Credit-Default Swaps

To those of you foolish enough to believe that the economy has any chance of near term recovery, I wish to introduce Credit-Default Swaps. They are unregulated insurance derivatives totaling as much as the subprime mess and the rates are starting to skyrocket, meaning the holders have to pay up.

From the WSJ:

This isn't like life insurance or homeowners' insurance, which states regulate closely. It consists of financial contracts called credit-default swaps, in which one party, for a price, assumes the risk that a bond or loan will go bad. This market is vast: about $45 trillion, a number comparable to all of the deposits in banks around the world...

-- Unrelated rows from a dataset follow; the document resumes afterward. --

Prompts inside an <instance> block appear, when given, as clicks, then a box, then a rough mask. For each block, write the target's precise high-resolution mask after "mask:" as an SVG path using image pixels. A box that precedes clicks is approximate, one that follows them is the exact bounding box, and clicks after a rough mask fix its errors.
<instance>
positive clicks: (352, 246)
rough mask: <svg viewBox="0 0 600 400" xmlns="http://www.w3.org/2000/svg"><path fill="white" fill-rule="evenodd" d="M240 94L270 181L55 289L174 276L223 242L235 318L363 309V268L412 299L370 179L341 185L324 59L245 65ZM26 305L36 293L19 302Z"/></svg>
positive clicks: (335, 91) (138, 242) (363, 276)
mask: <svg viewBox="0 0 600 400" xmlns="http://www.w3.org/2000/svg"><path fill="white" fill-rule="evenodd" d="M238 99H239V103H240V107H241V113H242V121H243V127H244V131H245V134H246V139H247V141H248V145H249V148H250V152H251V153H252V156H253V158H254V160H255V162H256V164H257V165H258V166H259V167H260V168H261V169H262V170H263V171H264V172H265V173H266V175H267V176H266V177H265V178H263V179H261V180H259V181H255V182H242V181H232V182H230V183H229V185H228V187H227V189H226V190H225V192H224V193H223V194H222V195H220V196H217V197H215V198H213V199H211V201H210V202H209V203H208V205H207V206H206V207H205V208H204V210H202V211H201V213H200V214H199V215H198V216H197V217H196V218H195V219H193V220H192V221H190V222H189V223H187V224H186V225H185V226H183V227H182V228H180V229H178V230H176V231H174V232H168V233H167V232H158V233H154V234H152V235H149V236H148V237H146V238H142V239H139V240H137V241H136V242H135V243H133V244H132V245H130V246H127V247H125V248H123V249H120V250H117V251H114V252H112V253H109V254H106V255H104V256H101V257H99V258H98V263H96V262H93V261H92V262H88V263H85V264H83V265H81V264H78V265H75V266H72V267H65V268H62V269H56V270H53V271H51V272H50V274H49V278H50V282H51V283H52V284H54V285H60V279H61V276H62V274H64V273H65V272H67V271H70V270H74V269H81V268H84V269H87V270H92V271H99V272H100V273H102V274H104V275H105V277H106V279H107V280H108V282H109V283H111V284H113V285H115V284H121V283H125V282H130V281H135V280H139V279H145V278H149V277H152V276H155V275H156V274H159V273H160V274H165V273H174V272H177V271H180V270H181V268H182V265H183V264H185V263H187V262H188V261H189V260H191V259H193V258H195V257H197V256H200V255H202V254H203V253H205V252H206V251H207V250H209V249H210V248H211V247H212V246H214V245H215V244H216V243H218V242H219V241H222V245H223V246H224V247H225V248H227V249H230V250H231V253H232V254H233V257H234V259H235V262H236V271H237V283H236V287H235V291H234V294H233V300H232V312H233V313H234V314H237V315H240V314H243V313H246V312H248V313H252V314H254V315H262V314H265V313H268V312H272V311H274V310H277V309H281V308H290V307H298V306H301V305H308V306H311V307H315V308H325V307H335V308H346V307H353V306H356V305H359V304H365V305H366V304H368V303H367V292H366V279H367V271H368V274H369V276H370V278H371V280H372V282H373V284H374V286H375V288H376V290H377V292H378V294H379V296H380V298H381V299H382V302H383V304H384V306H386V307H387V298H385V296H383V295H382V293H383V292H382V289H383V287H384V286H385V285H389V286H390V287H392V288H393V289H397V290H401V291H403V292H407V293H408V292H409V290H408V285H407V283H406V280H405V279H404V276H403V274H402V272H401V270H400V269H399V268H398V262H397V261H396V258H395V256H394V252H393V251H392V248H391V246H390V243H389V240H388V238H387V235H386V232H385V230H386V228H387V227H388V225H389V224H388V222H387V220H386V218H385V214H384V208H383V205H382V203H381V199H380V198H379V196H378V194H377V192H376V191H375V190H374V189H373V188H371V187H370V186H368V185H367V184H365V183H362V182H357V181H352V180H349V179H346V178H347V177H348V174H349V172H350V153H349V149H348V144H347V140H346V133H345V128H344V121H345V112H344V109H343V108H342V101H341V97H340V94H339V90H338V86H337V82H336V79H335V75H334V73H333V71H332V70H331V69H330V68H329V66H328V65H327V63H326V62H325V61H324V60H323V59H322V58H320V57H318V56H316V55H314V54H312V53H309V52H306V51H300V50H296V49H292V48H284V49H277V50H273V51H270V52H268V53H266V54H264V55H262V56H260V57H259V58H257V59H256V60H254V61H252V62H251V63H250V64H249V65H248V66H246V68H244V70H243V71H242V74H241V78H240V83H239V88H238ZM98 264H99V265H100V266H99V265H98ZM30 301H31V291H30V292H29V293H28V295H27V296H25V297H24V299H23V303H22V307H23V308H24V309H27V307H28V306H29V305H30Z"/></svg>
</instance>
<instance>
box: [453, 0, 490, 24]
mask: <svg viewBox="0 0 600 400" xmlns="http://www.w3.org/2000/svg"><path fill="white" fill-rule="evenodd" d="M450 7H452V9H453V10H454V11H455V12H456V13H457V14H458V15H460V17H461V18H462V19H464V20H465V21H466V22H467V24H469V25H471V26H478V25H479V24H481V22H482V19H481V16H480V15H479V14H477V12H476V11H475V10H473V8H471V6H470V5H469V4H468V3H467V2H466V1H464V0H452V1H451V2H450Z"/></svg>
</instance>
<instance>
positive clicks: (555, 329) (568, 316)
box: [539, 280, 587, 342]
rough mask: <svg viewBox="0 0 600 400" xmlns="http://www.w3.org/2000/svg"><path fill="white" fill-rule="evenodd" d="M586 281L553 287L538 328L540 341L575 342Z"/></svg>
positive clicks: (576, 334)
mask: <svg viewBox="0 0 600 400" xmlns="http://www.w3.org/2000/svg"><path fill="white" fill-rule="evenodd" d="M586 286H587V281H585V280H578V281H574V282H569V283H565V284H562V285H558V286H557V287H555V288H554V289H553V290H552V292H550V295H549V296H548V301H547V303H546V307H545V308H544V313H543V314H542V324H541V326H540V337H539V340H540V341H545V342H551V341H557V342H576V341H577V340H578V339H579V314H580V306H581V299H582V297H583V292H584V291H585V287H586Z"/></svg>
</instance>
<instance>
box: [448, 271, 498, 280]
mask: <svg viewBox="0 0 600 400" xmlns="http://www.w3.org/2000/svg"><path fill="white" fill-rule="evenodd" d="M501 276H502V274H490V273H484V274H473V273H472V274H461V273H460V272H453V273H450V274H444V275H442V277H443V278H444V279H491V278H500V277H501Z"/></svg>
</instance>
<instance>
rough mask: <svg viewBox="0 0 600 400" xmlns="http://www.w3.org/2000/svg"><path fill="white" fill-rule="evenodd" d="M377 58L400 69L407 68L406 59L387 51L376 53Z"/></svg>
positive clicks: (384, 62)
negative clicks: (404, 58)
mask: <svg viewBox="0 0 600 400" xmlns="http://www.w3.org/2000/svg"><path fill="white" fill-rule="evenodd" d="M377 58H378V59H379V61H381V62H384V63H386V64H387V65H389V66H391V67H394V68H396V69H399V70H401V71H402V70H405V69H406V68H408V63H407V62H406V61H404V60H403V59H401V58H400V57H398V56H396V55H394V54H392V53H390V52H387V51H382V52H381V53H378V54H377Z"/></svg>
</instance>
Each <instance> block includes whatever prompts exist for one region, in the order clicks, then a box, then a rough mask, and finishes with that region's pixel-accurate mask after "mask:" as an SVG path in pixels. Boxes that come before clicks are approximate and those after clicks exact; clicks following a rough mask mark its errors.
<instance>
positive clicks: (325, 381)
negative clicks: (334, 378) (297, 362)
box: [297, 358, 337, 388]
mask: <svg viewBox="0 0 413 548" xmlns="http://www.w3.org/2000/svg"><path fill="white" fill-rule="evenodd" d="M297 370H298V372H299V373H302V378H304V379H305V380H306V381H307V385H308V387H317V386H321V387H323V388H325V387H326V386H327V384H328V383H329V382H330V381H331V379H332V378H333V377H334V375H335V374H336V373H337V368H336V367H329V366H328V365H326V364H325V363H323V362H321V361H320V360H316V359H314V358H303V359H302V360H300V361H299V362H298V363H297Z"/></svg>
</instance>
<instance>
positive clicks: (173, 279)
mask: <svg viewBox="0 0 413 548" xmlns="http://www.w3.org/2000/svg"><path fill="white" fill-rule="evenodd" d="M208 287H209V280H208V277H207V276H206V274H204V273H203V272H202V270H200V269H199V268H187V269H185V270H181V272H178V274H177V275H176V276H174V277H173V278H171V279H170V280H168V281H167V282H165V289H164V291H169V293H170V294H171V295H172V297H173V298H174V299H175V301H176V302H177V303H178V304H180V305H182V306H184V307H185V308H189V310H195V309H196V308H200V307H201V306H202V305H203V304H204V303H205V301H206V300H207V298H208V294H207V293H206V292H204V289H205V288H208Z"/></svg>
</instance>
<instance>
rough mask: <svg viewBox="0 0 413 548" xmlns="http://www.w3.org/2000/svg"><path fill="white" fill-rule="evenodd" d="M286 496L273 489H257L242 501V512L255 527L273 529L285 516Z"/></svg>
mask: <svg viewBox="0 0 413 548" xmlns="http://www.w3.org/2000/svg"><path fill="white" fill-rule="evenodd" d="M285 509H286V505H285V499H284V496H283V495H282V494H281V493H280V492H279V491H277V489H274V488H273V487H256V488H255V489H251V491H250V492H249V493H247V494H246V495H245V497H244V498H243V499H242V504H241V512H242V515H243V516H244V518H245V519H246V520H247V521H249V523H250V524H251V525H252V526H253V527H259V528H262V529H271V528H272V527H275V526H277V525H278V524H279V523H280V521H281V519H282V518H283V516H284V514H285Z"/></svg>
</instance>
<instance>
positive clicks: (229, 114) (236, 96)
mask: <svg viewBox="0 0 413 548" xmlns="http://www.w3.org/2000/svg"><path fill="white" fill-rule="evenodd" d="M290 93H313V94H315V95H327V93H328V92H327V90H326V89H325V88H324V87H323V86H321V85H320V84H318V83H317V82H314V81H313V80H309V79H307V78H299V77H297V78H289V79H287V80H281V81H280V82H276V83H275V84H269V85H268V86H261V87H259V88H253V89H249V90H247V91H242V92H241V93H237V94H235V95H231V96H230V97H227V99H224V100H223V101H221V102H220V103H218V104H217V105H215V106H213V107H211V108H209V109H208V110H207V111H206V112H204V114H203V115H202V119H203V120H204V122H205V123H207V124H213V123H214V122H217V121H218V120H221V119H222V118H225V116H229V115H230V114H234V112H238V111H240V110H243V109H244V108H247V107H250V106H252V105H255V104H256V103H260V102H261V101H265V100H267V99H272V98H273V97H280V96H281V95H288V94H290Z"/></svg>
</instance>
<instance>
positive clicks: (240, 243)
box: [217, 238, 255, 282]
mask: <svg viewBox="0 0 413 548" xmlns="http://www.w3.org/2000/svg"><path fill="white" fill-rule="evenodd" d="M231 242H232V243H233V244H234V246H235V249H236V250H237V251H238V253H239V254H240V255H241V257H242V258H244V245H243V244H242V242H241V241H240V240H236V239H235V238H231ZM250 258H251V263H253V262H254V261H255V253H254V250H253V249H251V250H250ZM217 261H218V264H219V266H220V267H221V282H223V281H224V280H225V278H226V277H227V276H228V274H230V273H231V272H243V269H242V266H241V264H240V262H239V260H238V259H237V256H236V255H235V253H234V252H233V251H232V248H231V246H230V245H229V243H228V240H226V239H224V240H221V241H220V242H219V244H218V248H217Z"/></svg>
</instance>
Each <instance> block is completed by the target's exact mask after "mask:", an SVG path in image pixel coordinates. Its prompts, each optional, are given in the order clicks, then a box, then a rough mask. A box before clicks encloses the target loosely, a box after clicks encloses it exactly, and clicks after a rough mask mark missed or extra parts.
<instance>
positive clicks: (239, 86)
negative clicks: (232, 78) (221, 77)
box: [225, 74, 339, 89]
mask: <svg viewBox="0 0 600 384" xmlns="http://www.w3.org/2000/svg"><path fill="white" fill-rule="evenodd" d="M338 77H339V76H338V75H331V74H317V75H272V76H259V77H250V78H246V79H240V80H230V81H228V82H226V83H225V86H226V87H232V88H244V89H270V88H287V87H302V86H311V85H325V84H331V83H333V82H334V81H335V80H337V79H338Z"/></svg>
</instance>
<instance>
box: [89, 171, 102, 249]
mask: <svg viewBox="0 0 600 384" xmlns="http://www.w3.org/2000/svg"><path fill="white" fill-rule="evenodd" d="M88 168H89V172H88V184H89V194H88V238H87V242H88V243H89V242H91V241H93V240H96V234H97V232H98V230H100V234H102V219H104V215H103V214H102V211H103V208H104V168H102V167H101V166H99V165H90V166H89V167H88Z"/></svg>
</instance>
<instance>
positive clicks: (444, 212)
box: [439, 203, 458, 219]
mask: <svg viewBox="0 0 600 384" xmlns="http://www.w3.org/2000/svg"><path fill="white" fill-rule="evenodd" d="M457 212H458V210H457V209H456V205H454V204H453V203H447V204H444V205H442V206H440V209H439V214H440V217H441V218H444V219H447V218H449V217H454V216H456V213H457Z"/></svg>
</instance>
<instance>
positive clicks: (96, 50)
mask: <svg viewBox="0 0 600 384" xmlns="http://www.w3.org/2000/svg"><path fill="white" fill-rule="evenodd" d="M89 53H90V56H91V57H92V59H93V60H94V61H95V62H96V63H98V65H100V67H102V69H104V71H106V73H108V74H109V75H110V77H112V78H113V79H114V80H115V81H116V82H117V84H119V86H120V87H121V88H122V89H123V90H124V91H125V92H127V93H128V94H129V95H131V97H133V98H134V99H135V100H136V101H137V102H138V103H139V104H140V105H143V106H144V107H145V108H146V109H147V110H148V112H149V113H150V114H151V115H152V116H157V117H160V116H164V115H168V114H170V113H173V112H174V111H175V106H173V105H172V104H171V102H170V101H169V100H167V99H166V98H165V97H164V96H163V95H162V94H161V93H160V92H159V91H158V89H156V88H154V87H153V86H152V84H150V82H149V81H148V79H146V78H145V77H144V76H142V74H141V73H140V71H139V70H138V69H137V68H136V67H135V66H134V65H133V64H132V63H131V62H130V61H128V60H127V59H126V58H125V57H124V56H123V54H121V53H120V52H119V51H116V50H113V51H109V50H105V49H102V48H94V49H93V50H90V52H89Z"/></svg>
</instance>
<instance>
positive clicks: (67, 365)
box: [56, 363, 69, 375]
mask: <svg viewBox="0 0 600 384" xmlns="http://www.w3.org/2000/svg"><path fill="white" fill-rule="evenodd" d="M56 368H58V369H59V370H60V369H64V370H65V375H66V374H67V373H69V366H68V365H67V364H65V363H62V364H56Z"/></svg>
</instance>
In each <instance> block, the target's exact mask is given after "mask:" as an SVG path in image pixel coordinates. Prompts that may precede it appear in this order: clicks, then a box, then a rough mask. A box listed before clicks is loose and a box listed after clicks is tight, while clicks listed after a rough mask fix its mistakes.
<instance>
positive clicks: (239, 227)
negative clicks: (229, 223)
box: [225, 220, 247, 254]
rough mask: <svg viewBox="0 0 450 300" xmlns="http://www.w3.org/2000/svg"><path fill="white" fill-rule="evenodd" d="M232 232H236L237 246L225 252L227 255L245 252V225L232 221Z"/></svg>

This market poses challenges for would-be regulators. It isn't clear, for instance, how securities laws on fraud and insider trading would apply to credit-default swaps, because it's not clear in what way they are even securities; they are private contracts...

The market for swaps has grown fivefold just since 2004. It has no publicly posted prices; the contracts are sold privately among dealers. The market began 12 years ago with insurance against defaults on corporate bonds, expanding in 2005 to mortgage securities...

As long as ACA kept its single-A rating, the banks didn't require ACA to post collateral even if the securities it insured slipped in value. It's different if a hedge fund, which doesn't have a credit rating, is selling the insurance. In that case, each time the security insured falls in value, the hedge fund may be asked to put up more collateral...

A tiny hedge fund sold a swap to a unit of Wachovia Corp. this spring and faced repeated demands for more collateral as the subprime market slid. The fund, CDO Plus Master Fund Ltd., says in a suit in New York federal court that it insured a $10 million security, but Wachovia eventually demanded more than $10 million of collateral -- even as the security's value dwindled. Wachovia called the suit "without merit..."

Bill Gross, chief investment officer at Allianz SE's Pacific Investment Management Co, or Pimco, recently told investors that if defaults in investment-grade and junk corporate bonds this year approach historical norms of 1.25% (versus a mere 0.5% in 2007), sellers of default insurance on such bonds could face losses of $250 billion on the contracts. That, he said, would equal the losses some expect in the subprime-mortgage arena.

From Bloomberg:

It still costs more to take out insurance against default for one year even after New York-based Citigroup Inc., the largest U.S. bank, obtained $14.5 billion yesterday to shore up depleted capital. Lenders hold more than $200 billion of bonds and loans used to finance leveraged buyouts that they can't sell and are falling in value, based on data compiled by JPMorgan Chase & Co...

The market for credit-default swaps is the fastest growing among derivatives. It expanded to cover $45.5 trillion in debt at the end of June, up from $632 billion six years earlier, according to the International Swaps and Derivatives Association in New York.

From Bloomberg:

Without new money, New York-based Ambac risks losing the top ranking it depends on to sell bond insurance. Ambac, the second- largest financial guarantor, may have to stop writing insurance or sell itself, said Robert Haines, an analyst at CreditSights Inc., a bond research firm in New York...

Prices for credit-default swaps that pay investors if Armonk, New York-based MBIA or Ambac can't meet their debt obligations imply a 73 percent chance the companies will default in the next five years, according to a JPMorgan Chase & Co. valuation model.

From Steven Pearlstein at WaPo:

Now we're entering a new stage: Panic. Hedge funds scrambling to actually hedge their positions. Central banks throwing money at money-center banks. Huge financial institutions raising capital from foreign investors on concessionary terms. Gold prices heading toward $1,000 an ounce, with record lows on the dollar.

The most eye-popping figuring in this week's report from Citigroup wasn't the $18-billion in write-downs on its subprime mortgage investments, but the $5.2-billion reserve it was setting aside for losses on its vanilla-variety home equity loans, auto loans and credit card loans.

And just as with the subprime, companies will begin to sheeplishly show their participation and begin the write downs.

This reminds me that a group of my customers - insurance companies - were meeting at the beach. A Wachovia rep gave a presentation and assured the group that the bank was free of exposure. Before the rascal could arrive back home, Wachovia made him a liar.